Paton takes us back to the place where he had his first brush with painting and fell in love with it. He shows how art connects us with the past and how the most important painting in your life is the one you're off to see next.
Through the ages, artists have had a love affair with the body. But now that painting no longer has the naked body to itself, can painting still get under our skin?
Landscape painting has the power to capture not only how the scenery looks but also how a place feels. By zeroing in on New Zealand landscapes, Paton shows how artists can paint what we don't see at first.
Drawing inspiration from the painted past, today's artists can give a fresh lease on life to old works. In the process, they are bridging the gap between the new and the old-in this episode, between New Zealand and old Venice.
When it comes to portraits, how can paint compete with pixels? Are painted portraits worth looking at in our digital age? Find out how they can look back in time, at the wider culture, and at us.
When religious art came down from the walls of churches, it began a new life on gallery walls. Paton shows how religious work still addresses the big questions about our place and purpose in life and whether there is something bigger than ourselves worth believing in.
Paton takes on the challenge of abstract art-paintings that sometimes "look like nothing.""He finds there is always something to say about these paintings that, instead of leaving the world behind, can often bring it closer .
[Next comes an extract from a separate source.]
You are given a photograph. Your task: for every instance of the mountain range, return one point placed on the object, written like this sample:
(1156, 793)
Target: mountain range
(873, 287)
Once a form of propaganda to tell history from the victors' perspective, painting has become a way of speaking truth to power-a seemingly silent medium that is a voice for those who do not have one.
Not always a canvas framed and hung on a wall, painting has now begun to flirt with other art forms and formats. But how are we expected to look at it when it no longer looks like a painting?
Visiting art galleries and museums can be overwhelming. Paton considers the challenge of trying to find that intimate moment with a painting in a public space-and why, with great art, there is always more to see.
Enter a world within a world-the world of the art dealer and the people who buy expensive paintings, where the thrill is always to find new pieces but it's always okay to say, "I'm just looking."
In our busy, fast-paced lives, why should we take time for paintings? Paton thinks of galleries as time machines where we slow down to look and where paintings look back, speaking to us across time and forcing us to take stock of our lives.